6.17 Further I find that Scimitar which had a shareholding of 44,000 equity shares constituting 0.95% of total share capital of DFTL, as on September 30, 2000 has net purchased further 196,800 shares by January 22, 2001 and its total holding rose to 2,40,800 shares i.e. 5.17% of total share capital of DFTL. However, Scimitar did not inform this change to DFTL as its holding as on March 31, 2001 & June 30, 2001 as per the shareholding pattern filed by DFTL was showing only 44,000 shares. Further, from November, 2000 to October, 2001 the person acting in concert, Rathi has net purchased 2,20,818 shares constituting 4.74% of the total share capital of DFTL. Scimitar submitted that their shareholding as on September 30, 2001 was 1,48,880 which they had disclosed to the company DFTL. Scimitar also stated that there has been a lapse on their part to disclose the increase in their shareholding by 2.25% to DFTL. They added that their individual shareholding in DFTL had increased from 0.44% to 3.95% as on January 2001. However, Scimitar has not specifically denied the finding of the Investigation that its total holding rose to 2,40,800 shares i.e. 5.17% of total share capital of DFTL as on January 22, 2001.

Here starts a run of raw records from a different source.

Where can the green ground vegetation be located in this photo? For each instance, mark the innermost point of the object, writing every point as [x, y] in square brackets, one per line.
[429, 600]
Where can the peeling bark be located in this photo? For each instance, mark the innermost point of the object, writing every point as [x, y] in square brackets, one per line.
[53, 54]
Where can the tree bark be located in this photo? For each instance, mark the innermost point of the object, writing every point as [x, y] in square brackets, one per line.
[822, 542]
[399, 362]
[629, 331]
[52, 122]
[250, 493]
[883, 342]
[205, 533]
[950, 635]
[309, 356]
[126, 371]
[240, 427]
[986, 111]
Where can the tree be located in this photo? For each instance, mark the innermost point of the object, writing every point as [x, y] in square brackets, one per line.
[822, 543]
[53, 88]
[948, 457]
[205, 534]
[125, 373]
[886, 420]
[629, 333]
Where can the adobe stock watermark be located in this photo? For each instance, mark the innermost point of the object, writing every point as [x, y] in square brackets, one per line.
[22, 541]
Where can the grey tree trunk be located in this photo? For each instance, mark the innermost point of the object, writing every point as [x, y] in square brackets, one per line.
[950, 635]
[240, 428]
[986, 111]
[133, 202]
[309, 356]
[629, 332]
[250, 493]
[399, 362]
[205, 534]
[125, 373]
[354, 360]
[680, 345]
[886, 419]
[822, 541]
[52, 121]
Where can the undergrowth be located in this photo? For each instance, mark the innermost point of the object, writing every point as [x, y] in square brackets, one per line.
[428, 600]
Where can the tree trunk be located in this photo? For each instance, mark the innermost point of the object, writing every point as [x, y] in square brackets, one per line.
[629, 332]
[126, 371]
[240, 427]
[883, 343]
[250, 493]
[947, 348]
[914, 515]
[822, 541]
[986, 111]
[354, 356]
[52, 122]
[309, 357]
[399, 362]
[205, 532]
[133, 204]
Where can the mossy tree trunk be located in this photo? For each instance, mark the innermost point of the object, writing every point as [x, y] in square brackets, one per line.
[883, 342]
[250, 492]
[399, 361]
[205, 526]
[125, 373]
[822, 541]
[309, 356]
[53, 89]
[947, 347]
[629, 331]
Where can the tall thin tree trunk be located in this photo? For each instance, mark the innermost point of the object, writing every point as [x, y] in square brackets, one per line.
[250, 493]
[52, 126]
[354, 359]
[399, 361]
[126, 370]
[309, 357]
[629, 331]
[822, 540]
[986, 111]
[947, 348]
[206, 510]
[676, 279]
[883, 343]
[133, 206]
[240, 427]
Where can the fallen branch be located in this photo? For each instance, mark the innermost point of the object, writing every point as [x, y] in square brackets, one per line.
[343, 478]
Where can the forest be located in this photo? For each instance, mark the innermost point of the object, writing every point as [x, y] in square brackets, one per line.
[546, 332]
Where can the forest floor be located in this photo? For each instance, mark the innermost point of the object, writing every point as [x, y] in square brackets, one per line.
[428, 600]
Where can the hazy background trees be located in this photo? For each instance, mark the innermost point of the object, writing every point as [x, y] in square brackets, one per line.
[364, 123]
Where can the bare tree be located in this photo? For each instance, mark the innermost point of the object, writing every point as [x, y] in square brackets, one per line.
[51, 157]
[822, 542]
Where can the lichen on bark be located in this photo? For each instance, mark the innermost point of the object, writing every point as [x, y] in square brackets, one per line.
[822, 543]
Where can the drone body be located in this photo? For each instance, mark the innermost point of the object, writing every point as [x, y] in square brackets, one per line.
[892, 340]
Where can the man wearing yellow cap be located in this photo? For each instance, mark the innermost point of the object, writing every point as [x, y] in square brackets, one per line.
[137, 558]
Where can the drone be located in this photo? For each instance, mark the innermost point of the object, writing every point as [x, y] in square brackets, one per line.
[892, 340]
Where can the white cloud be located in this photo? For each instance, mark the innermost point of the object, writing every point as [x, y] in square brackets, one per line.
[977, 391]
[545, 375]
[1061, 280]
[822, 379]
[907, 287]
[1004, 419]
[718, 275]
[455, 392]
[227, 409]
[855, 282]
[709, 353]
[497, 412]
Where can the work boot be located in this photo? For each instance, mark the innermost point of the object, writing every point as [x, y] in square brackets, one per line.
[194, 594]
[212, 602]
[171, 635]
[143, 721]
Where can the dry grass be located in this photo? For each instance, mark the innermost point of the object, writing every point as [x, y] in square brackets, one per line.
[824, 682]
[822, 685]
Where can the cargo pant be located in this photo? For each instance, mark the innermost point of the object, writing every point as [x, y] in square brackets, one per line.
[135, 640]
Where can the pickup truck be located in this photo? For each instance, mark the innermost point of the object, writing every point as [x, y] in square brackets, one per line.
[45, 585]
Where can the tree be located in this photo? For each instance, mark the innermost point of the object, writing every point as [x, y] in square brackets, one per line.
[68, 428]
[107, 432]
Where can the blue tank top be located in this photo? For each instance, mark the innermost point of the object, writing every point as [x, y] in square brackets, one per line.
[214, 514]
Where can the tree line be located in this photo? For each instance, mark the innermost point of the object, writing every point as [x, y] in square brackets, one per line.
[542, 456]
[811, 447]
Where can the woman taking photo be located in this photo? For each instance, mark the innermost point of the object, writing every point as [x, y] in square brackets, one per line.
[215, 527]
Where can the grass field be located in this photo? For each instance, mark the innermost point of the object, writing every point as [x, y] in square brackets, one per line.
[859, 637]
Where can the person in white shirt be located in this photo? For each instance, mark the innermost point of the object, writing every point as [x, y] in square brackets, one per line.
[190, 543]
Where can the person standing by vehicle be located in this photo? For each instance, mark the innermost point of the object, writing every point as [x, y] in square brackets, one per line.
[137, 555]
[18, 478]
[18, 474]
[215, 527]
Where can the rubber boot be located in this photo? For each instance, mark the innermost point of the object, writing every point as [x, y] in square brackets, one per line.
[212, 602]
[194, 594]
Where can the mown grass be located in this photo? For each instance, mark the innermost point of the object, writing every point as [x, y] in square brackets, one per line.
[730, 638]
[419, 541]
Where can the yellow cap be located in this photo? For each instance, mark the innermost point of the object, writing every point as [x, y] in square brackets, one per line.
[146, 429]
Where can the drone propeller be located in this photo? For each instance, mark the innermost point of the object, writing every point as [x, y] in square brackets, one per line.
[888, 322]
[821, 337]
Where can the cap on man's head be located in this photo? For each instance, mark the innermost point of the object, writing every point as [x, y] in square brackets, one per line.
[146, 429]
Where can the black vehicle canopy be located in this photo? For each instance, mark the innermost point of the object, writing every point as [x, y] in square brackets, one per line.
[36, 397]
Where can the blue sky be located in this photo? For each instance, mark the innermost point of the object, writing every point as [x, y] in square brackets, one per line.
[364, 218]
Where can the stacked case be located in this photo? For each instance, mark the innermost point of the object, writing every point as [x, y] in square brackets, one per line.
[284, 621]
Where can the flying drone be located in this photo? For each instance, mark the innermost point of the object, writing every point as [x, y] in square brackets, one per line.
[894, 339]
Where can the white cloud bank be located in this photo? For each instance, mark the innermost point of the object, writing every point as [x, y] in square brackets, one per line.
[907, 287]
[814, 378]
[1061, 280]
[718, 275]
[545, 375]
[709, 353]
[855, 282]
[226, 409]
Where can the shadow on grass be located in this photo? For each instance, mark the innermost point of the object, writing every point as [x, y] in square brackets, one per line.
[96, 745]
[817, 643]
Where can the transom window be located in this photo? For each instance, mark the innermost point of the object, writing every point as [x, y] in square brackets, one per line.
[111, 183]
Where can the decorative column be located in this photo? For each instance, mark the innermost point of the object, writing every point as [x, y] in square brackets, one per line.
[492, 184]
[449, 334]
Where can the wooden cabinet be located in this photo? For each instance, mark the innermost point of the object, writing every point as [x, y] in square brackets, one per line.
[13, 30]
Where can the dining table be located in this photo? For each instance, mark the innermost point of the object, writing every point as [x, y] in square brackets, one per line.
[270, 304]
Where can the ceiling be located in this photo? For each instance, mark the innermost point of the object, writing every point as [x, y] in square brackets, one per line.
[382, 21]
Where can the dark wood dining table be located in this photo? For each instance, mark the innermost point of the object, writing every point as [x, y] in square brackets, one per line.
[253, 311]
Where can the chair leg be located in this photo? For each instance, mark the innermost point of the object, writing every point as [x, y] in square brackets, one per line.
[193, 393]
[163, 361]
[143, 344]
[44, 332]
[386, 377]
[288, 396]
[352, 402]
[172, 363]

6.18 Rathi has admitted his shareholdings in DFTL i.e. 4.74%, but stated that his total purchase in DFTL was less than 5% of DFTL's paid up capital. If however, we club Rathi's shareholding of 4.74% in DFTL with Scimitar's admitted holding of 2.25% in DFTL, they would fall under the definition of "acquirer" under Regulation 2(1)(b) of SAST Regulations which reads as follows:
acquirer means any person who, directly or indirectly, acquires or agrees to acquire shares or voting rights in the target company, or acquires or agrees to acquire control over the target company, either by himself or with any person acting in concert with the acquirer.
6.19 The word 'person acting in concert' is defined in Regulation 2(1)(d) of SAST Regulations as under:
"Persons acting in concert" comprises persons who, pursuant to an agreement or understanding acquires or agrees to acquire shares in a company for a common objective or purpose of substantial acquisition of shares....
6.20 In view of the commonality of objective between the acquirer and the person acting in concert, their action cannot be treated in isolation and as such it tantamounts to contravention of the threshold limit prescribed in the SAST Regulations. All the facts clearly prove that Scimitar and Rathi have acquired more than 5% of shares in DFTL and this fact was not disclosed to the company as prescribed under Regulation 7(1), 8(2) and 11(1) of SAST Regulations.
6. ORDER 6.1 Having regard to all the facts and circumstances of the case, I, in exercise of the powers conferred upon me under Section 19 of Securities and Exchange Board of India Act, 1992 read with Section 11(4) and 11 B of Securities and Exchange Board of India Act, 1992 and Regulations 44 of Securities and Exchange Board of India (Substantial Acquisition of shares and Takeovers) Regulations, 1997, do hereby restrain M/s Scimitar Investment and Trading Company Pvt. Ltd. (since amalgamated with Godavari Corporation Ltd.) and Shri Sharad Rathi from buying, selling and dealing or accessing the securities market in any manner for a period of 6 months from the date of this Order.
6.2 This order shall come into force with immediate effect.